Gene Therapy and Repair

Program in Cell and Gene Therapy

David RawlingsLed by Dr. David Rawlings, the Program in Cell and Gene Therapy is working toward a day when children with immune disorders won’t need lifelong treatments. Instead, patients will receive cell therapy – an infusion of cells that addresses a disease’s cause and could potentially cure it forever.

To create cell therapies, researchers remove a small number of cells – either stem cells or immune cells – from a patient. Then they change or “reprogram” the genetic instructions in those cells and infuse them back into the patient.

Developing Gene Therapy Treatments for Children

Gene therapy is a type of cell therapy. Gene therapies fix the genes that cause disease by disabling them, repairing them or replacing them with new, synthetic genes.

Rawlings and his colleagues in the Center for Immunity and Immunotherapies have developed tools that make it easier to repair or replace faulty genes. Our researchers are building a pipeline of gene therapies that could eventually be used to treat hundreds of genetic immune disorders.

We’re conducting a clinical trial of a gene therapy for severe combined immunodeficiency (SCID). We plan to open similar trials for Wiskott-Aldrich syndrome by 2019 and X-linked agammaglobulinemia and Hyper-IGM syndrome (CD40L deficiency) soon thereafter.

These trials will help us test gene therapies and make them more effective, so we can apply them to many other diseases and potentially revolutionize treatment for children worldwide.

Cell Therapies for Autoimmune Diseases

We’re also partnering with leading biotech companies like Casebia to develop cell therapies for autoimmune diseases, which strike when immune cells turn against the body and attack it. Our researchers are using gene editing to generate a T cell that functions as a peacekeeper, telling attacker cells to calm down.

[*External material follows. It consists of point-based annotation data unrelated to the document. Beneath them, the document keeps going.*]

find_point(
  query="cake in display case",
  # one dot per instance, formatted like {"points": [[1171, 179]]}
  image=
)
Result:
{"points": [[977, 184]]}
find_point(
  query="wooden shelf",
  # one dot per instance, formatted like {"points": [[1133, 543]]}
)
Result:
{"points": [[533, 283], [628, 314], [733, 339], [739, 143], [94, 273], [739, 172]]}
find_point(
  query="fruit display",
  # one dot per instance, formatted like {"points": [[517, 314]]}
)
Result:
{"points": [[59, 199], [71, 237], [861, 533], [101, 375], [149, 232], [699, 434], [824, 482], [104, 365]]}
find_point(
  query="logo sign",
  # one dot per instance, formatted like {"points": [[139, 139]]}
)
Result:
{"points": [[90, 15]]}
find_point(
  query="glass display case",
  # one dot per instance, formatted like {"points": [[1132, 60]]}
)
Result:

We have used this approach to stop autoimmune disease in preclinical models. We plan to start clinical trials in children by 2020, beginning with rare diseases for which there are no effective treatments.

The long-term goal is to use cell therapies to replace today’s treatments for diseases such as lupus and diabetes and to promote tolerance following bone marrow or solid organ transplantation.